For several months now, Ive been trying to work out if it's possible to reverse the respiration on the V8 engine...
here's what I mean:
Switch the intake and exhaust ports on the engine so that the engine would intake through the exhaust ports and exhaust through the intake port.
Of course it would require extensive modification, i.e. creation of 2 intake manifolds, fuel rail movement, switching cams, etc to do...correct me if im wrong, but wouldnt that be about it for actual internals?
beyond that, fabricating a header that would leave the top of the engine then twirl around the bottom to exit where the exhaust should exit.

I know it sounds ludacris, why on earth would anybody want to do this?....
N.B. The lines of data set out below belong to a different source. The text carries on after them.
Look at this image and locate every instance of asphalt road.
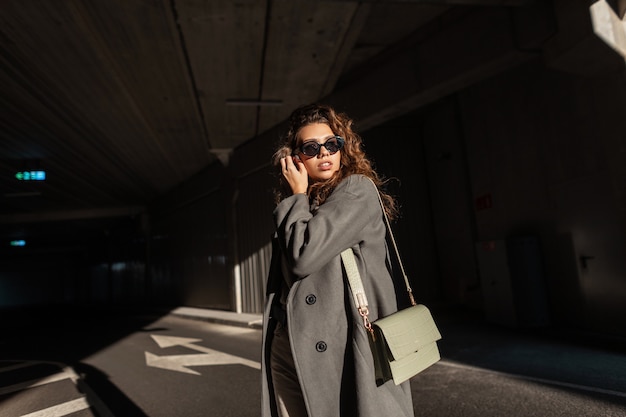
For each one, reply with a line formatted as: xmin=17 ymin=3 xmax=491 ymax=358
xmin=1 ymin=306 xmax=625 ymax=417
xmin=1 ymin=308 xmax=263 ymax=417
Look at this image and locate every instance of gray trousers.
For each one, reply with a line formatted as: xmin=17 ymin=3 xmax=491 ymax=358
xmin=270 ymin=323 xmax=308 ymax=417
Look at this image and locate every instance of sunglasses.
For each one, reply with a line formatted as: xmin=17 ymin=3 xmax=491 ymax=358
xmin=298 ymin=136 xmax=345 ymax=157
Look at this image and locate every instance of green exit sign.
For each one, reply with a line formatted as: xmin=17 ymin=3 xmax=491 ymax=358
xmin=15 ymin=170 xmax=46 ymax=181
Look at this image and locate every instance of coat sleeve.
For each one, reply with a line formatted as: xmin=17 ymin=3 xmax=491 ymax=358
xmin=273 ymin=174 xmax=381 ymax=278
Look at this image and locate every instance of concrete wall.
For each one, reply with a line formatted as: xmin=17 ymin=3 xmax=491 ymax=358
xmin=460 ymin=58 xmax=626 ymax=334
xmin=144 ymin=2 xmax=626 ymax=338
Well, here's where my evil comes in...

A modification like this would leave you with the ability to create a header with all 8 cylinders meeting at a single exit point within immediate vicinity of the engine....

enter the massive single turbo...

it is to my understanding, that this would nontheless generate a great deal of heat directly under the hood (if you had the room for it in the first place), but as an idea, why not?

is my thinking straightforward, or have I just made an @$$ of myself?

please give me opinions, mechanical critique, etc.
Thank you,
Morphout


----------



## Somewhat_Broken (Mar 6, 2006)

on the surface it may seem like a good idea, but once you get in to thinking about it, your making an a$$ out of your self (couldn't help that one)

There are a large number of reasons that this is a bad idea, and if you could get it to work, which is plausable, causes to many other issues and would be less efficient than the current set up.

You would need a completely different head design, reworked fuel system, larger engine compartment to exit the exhaust, maybe double the cooling capacity, more emissions equipment do to the higher temps. Just give up on this one.


----------



## morphout (Dec 23, 2006)

hahaha,
thats what i was looking for 
thanks!


----------



## koman (Sep 25, 2006)

i would do it if you wanted to run two in tandem. i saw this done with a 455 buick mated at the flywheels. go for it. a tandem set up lsx engine


----------